This talk examines why hallucinations arise and surveys key detection strategies, including human evaluation, LLM-as-judge methods, uncertainty measures, and factuality scoring.
Large language models (LLMs) enable fluent, engaging dialogue but often produce false or misleading content, commonly called “hallucination.” This talk examines why hallucinations arise and surveys key detection strategies, including human evaluation, LLM-as-judge methods, uncertainty measures, and factuality scoring. I introduce VISTA Score, a new approach for verifying claims across multi-turn conversations, and show how it improves accuracy in retrieval-augmented settings. On the mitigation side, I discuss retrieval-based methods, prompt design, verification pipelines, and model finetuning with both human and synthetic data. Results demonstrate that small, carefully finetuned models can substantially reduce hallucination rates, rivaling larger systems. Together, these insights highlight practical pathways toward building more trustworthy and transparent AI dialogue systems.

My research focuses on mitigating hallucinations in interactive dialogue systems through efficient, data-driven methods. I specialize in developing scalable solutions that improve the factual accuracy and reliability of dialogue agents, particularly in real-time, resource-constrained applications such as virtual assistants, educational tools, and knowledge-based question answering (KBQA) systems. A central theme of my work is exploring the use of smaller, domain-specific models—trained via techniques like knowledge distillation and self-training—as viable, cost-effective alternatives to large, generalist LLMs.

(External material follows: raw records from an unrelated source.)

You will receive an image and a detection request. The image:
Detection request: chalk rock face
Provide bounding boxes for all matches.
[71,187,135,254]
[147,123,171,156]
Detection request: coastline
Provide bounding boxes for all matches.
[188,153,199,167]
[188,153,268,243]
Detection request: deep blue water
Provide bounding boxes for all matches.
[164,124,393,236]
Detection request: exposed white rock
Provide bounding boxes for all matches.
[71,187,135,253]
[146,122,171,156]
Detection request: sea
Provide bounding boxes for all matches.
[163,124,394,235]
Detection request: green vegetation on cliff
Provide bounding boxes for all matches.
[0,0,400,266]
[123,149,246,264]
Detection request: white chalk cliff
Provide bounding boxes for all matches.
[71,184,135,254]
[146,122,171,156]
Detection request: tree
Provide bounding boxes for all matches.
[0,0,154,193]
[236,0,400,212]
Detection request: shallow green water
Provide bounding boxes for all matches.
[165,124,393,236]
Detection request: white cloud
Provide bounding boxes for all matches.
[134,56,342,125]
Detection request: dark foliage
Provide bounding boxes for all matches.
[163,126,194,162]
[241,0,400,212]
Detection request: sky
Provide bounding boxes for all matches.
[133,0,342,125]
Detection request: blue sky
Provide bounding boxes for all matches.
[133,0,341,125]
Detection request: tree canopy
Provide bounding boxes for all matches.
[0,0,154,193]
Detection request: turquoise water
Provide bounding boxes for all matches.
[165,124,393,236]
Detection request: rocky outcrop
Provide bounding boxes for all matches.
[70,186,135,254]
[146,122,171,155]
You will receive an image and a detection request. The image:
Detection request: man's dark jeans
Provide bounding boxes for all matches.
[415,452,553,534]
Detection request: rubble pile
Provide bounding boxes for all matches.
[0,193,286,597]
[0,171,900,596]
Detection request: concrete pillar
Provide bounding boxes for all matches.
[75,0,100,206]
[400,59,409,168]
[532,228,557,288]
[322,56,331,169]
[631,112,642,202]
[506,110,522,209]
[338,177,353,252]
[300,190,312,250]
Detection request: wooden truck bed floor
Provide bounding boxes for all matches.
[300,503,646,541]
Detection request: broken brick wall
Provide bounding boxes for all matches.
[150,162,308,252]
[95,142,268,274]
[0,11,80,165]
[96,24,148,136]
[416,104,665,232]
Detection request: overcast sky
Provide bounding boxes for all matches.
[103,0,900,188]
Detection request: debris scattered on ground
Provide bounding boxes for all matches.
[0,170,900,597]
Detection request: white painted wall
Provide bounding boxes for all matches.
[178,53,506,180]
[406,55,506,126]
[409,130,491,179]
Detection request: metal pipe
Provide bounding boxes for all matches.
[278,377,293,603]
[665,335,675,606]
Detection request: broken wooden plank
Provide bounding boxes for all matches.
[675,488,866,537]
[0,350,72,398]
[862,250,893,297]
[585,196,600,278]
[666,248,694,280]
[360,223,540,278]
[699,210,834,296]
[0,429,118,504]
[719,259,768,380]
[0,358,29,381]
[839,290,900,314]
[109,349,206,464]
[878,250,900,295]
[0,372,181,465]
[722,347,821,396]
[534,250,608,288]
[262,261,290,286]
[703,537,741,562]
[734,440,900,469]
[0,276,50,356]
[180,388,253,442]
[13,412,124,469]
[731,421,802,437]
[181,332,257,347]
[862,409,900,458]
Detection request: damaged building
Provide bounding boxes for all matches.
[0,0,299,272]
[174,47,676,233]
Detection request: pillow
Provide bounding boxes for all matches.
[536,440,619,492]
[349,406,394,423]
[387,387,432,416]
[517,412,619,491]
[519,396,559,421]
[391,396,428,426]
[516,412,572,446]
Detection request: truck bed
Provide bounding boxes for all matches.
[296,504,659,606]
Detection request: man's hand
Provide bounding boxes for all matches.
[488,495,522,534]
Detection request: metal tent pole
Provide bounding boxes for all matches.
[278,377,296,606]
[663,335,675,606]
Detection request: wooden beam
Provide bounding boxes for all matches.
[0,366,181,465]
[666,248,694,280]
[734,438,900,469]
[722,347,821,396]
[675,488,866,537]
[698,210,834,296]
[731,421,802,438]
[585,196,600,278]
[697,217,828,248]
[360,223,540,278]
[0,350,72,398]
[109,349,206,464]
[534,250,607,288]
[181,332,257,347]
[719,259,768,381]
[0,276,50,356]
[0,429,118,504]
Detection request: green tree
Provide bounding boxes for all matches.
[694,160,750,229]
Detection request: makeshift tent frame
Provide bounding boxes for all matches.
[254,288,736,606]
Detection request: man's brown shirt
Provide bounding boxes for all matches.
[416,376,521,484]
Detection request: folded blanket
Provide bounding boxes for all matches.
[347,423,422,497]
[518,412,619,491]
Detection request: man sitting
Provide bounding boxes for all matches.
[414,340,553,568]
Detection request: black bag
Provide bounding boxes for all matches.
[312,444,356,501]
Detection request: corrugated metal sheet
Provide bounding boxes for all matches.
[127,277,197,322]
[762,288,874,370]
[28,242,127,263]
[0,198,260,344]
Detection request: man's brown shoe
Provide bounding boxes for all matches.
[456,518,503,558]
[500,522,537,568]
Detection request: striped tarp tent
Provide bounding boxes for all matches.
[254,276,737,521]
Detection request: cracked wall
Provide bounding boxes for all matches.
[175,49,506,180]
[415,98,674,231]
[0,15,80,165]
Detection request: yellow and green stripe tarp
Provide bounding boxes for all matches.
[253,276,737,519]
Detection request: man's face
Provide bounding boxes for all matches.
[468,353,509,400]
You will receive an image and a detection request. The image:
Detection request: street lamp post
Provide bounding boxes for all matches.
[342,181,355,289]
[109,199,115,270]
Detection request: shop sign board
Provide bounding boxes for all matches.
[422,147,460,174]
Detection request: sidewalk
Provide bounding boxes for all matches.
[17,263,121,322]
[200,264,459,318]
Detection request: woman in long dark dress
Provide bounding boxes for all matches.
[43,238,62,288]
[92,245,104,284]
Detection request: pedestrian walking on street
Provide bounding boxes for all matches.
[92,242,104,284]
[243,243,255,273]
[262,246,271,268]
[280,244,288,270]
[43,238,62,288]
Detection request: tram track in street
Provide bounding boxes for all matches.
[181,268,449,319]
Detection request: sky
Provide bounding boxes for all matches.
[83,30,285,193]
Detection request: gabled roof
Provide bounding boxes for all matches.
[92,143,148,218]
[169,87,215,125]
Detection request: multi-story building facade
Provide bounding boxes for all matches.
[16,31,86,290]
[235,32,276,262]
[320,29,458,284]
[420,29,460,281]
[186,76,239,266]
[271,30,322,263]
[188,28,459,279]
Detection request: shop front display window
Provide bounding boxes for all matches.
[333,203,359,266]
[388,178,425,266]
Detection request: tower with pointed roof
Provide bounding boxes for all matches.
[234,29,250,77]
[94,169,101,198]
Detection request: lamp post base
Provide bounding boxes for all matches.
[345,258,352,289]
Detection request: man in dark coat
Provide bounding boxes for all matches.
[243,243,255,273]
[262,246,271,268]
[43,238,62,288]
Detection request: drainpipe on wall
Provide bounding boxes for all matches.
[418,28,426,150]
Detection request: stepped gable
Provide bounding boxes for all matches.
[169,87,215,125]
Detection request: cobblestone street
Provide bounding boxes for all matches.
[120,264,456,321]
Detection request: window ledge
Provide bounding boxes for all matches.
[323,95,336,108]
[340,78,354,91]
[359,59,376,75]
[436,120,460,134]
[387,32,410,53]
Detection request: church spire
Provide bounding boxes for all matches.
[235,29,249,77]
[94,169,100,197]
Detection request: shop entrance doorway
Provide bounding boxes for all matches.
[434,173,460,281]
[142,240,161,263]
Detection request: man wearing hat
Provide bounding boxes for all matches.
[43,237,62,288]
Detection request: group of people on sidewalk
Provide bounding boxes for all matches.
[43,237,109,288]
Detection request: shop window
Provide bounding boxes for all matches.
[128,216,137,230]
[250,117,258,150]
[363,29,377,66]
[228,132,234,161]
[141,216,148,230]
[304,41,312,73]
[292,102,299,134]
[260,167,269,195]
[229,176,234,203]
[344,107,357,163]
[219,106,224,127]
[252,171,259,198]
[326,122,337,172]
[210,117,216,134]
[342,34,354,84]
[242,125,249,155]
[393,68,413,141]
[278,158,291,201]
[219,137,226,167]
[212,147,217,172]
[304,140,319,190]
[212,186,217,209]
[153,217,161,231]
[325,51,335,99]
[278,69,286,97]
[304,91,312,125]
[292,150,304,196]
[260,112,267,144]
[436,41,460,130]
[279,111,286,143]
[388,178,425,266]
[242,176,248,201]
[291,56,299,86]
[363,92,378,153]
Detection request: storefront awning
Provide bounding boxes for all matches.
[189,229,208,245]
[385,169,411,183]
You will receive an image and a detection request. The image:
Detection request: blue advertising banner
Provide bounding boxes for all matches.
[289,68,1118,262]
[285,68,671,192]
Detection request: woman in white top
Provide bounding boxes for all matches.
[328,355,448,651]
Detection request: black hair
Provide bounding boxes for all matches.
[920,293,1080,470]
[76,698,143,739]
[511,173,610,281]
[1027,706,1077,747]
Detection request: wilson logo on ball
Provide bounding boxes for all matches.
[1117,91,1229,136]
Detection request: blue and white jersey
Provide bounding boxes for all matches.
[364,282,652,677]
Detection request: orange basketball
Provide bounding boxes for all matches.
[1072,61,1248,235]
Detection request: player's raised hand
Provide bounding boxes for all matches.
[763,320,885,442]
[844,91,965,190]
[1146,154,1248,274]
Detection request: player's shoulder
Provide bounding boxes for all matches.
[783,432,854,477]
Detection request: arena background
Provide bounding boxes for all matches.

My work also emphasizes the value of synthetic data, showing that high-quality LLM-generated data can match or exceed the effectiveness of human annotations in hallucination reduction. Complementing these modeling efforts, I am developing more robust evaluation frameworks to better assess and detect hallucinations in dialogue settings, proposing dynamic, context-aware metrics that go beyond the limitations of existing tools like FactScore.
Overall, my goal is to improve the reliability, accessibility, and usability of interactive AI systems while promoting efficient and responsible development practices.